De mon point de vue, la solution serait de se livrer à une forme de décroissance touristique, qui reviendrait à prendre le contrepied des logiques du capitalisme et de la société de consommation. Pourquoi a-t-on autant besoin de partir en vacances ? Qu’est-ce que cela signifie ? Est-ce le symptôme d’une vie quotidienne devenue extrêmement harassante, invivable ? Il faudrait donc réfléchir sur les moyens à mettre en œuvre pour transformer cette vie quotidienne.

Sur un plan politique, à court terme, je serais plutôt partisan de la mise en place d’un moratoire afin de cesser de créer des infrastructures touristiques qui transforment durablement la vie dans les territoires. Par ailleurs, il faut remettre en cause et comprendre ce que cela signifie d’avoir une économie qui serait entièrement dévouée au tourisme. En disant cela, j’ai bien conscience d’être complètement à l’opposé de ce qui se profile. En effet, tous les pays du monde, tous les territoires, toutes les régions veulent développer ce secteur d’activité. 

Pourtant, l’activité touristique n’est absolument pas compatible avec un monde en transition, en lutte contre les dérèglements climatiques. On parle beaucoup de transition écologique, énergétique, liée notamment aux transformations du climat, mais si on veut répondre à ce défi de manière non hypocrite, il faudra, à un moment donné, revoir tous nos comportements, y compris nos comportements touristiques. Par conséquent, il nous faudra revoir les organisations mises en place pour développer le tourisme. Au-delà, il devient nécessaire d’envisager une sortie du capitalisme vers des sociétés plus égalitaires, qui expérimenteraient ce qu’à la suite de Murray Bookchin j’appellerais des formes d’“écologie sociale”. Comme nous ne sommes pas à la veille d’un tel mouvement, le tourisme a de beaux jours devant lui.

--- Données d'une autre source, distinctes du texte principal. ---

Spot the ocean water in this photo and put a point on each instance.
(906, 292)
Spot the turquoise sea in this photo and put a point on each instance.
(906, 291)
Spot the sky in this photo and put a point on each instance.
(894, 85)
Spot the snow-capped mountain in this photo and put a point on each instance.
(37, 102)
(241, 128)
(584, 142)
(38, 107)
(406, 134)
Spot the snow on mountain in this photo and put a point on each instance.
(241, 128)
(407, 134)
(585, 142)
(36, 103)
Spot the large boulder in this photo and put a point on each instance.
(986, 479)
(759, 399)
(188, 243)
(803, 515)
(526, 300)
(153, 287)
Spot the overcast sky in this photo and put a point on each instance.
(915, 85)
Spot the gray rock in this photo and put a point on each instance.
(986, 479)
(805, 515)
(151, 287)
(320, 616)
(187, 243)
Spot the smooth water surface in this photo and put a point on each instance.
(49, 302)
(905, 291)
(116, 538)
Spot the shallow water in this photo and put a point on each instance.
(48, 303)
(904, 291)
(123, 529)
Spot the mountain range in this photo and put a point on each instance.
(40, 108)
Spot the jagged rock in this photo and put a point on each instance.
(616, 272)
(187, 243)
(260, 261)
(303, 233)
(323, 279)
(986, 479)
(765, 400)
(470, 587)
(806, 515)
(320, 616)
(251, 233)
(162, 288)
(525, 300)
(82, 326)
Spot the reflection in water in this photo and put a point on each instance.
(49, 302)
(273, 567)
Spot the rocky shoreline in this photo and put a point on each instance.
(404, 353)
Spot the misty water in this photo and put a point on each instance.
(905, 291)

Après c’est également une réflexion sur le sens de la vie. Souhaite-t-on devenir les figurants de l’industrie touristique ? Voir nos territoires se transformer en parc d’attractions ou en zone commerciale à ciel ouvert ? Est-ce intéressant de vivre dans ce monde-là ? C’est une réflexion politique qu’il faudrait mener de manière un peu sérieuse, c’est-à-dire radicale.